Ajude o Brasil a chegar vivo ao dia 26 de outubro

Leonardo Sakamoto

07/10/2014 09h52

Amigos silenciando amigos no WhatsApp.

Amigas bloqueando amigas no chat do Facebook.

Companheiros que marcam mensagens de velhos conhecidos como spam no e-mail.

Casais que rompem violentamente após discussões políticas e seguem para o Tinder, deixando claro em seus perfis recém-criados que só dê "match" quem vota na sua candidata ou seu candidato.

Pais que são chamados na escola depois que a filha armou um bullying contra a amiguinha, levando à pobre menina a tomar (mais) rivotril, só porque ela estava vestindo vermelho/amarelo.

E, o pior: mães que se negam a passar o purê de batatas para os filhos na mesa do jantar após descobrirem em quem eles votarão no segundo turno.

Essa sensação de que o pessoal, ensandecido, vai explodir tudo até o final do mês me põe na pele de Charlton Heston, na cena final de Planeta dos Macacos, o original de 1968 – abaixo adaptado à realidade brasileira.

É… A vida não tá fácil, não.

Afinal, política é bom e é sensacional que as pessoas estejam vivendo, fazendo e respirando política. Mas fazer política significa também estômago forte e alma tranquila, considerando que está em jogo a forma pela qual achamos que o país ou o estado devem ser conduzidos. Ou seja, em tese, o seu interlocutor – seja ele um avatar estranho teclando loucamente em uma rede social ou o seu melhor amigo lançando perdigotos em um debate acalorado – não é seu inimigo. Ele está no mesmo barco e, também em tese, compartilha com você um mesmo objetivo comum: uma vida melhor.

Enfim, manter um mínimo de civilidade é importante, como sempre lembro por aqui. Até porque a vida continua depois que os santinhos forem reciclados e aquelas grandes casas de comitês eleitorais em bairros nobres voltarem a ser apenas cassinos clandestinos.

Quando uma amiga jornalista me escreveu, nesta manhã, dizendo que brigou com uma pessoa querida por conta de mimimis de campanha, decidi trazer novamente um texto que já havia publicado por aqui, mas que traz uma reflexão importante:

Acho o ó do borogodó só ter amigos e amigas que concordam com você. Há pessoas (e jornalistas e colunistas) que parecem não aceitar serem questionados. Desejam, ao contrário, uma boa claque. Talvez para afastar os medos e inseguranças sobre suas próprias crenças.

Certas frases soam para mim como um estalar de martelo em uma bigorna. "Porque sim, ué" é o que me vem à cabeça como resposta para a pergunta "Por que você é amigo de fulano de tal que defende aquele candidato/aquela candidata?".

Aí sou obrigado a escutar um rosário de argumentos do porquê de uma pessoa X, Y ou Z ser inapropriada para o convívio social, dado os seus posicionamentos políticos.

Talvez o sobressalto e a tentativa de me convencer a largar mão de almoçar com alguém que considero agradável sejam até maior pelo fato de me enxergarem como uma pessoa progressista (sobe fundo musical com "A Internacional": O que? O japonês é de esquerda? Por Nossa Senhora de Fátima! Vou abandonar este blog demoníaco já! Sakamoto, volta pra Cuba, que é seu lugar! Vá ver Cuba lançar foguetes! Não, para Cuba ele não vai porque lá não tem caviar. Mas tem médico escravo! Cuba, lança, Cuba!)
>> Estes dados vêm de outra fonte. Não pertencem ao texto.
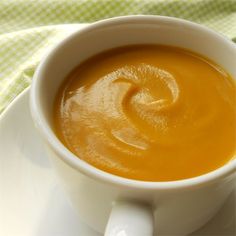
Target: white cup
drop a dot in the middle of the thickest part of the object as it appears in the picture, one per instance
(112, 204)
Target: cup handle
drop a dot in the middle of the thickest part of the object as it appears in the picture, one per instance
(130, 219)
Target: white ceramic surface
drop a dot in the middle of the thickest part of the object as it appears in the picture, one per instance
(32, 203)
(179, 207)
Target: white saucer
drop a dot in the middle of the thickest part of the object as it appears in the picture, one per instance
(31, 201)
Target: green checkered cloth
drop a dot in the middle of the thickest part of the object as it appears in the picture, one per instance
(29, 28)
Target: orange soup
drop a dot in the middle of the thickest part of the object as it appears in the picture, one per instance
(149, 112)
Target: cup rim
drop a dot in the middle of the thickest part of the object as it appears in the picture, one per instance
(91, 171)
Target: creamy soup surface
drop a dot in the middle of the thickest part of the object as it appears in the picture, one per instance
(149, 112)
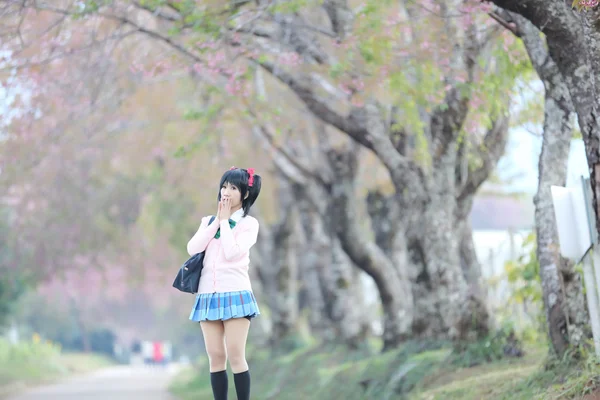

Quando dou risada da situação ou insisto na perda de tempo dessa discussão, surgem teorias para explicar o comportamento humano – afinal, muitos acham que são PhD no assunto só por terem lido Sabrina quando jovens:

– Então, são amigos desde o colégio!
- Não, o cara salvou ele de ser devorado por uma morsa mutante e, desde então, rola uma dívida de gratidão.
- Transplante de rim, sabe? Doação…
- Imagina, só é amigo porque o outro lhe emprestou dinheiro.
- Ah, ele faz isso para provocar e mostrar que é plural. Um pedante.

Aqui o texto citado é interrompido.